Lessons Learned from Writing a Webhook

December 27, 2022 in programming

I've recently wanted to set up a small webhook for a small project that I am working on, and in the process, learned a few little things. Therefore, I decided to write down my little journey, to remind myself of my new knowledge, and to share it with you.

The Goal: Automated Documentation Building

The starting position is relatively simple: I have a small Python project, hosted on GitLab, that has its documentation built with Sphinx. This documentation is hosted on ReadTheDocs, however, since I also enjoy self-hosting my things, I wanted a copy on my own server. [1]

Previously, I kept the documentation up to date manually, by doing a local tox -e sphinx followed by a rsync. This process is not too bad, but it does mean that I have to think about it every time I change the docs, and I need to be doing changes on a machine on which I can build and upload the docs.

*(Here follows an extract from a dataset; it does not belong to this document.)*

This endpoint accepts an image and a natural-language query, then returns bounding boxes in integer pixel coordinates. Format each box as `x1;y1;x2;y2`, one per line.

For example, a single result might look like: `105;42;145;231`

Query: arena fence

The common way to keep the code repository and the documentation in sync is to use Webhooks, which is a mechanism that uses HTTP requests to trigger remote actions when a push to a git repository is made. Thus, I wanted to implement a webhook "receiver" that would re-build the docs from the latest master branch and put them into the webroot.

CGI and Its Limitations

The first approach that I followed was to use CGI — for the simple reasons that I already have a web server running that can execute CGI scripts and handles the SSL stuff. I expected this to be the easiest approach, given that I only wanted a single webhook.

The resulting first try looked a bit like this:

#!/usr/bin/python3
import os
import sys

# Verify that the request is genuine
if os.getenv("HTTP_X_GITLAB_TOKEN") != "secret sauce":
    print("Content-type: text/plain")
    print("")
    print("Forbidden")
    sys.exit(0)

def generate_docs():
    ...

def send_mail(exc):
    ...

# Send an early response to the client
print("Content-type: text/plain")
print("")
print("Job queued")

# Make ourselves independent of the web server
if os.fork() == 0:
    os.setsid()
    if os.fork() == 0:
        # Here we can do the actual work
        try:
            generate_docs()
        except Exception as exc:
            send_mail(exc)

We can see multiple concepts at play here already:

The webhook guidelines state that the response should be returned fast, so the actual generation of the documentation is done in the background, using the double fork trick. A small response is sent to the client to make it happy.
Since the HTTP response does not indicate whether the generation succeeded, I added a quick-and-dirty email notifcation in case there were any errors.
The X-Gitlab-Token header is used with a secret value to verify that the request actually originated from Gitlab, to prevent DoS attacks.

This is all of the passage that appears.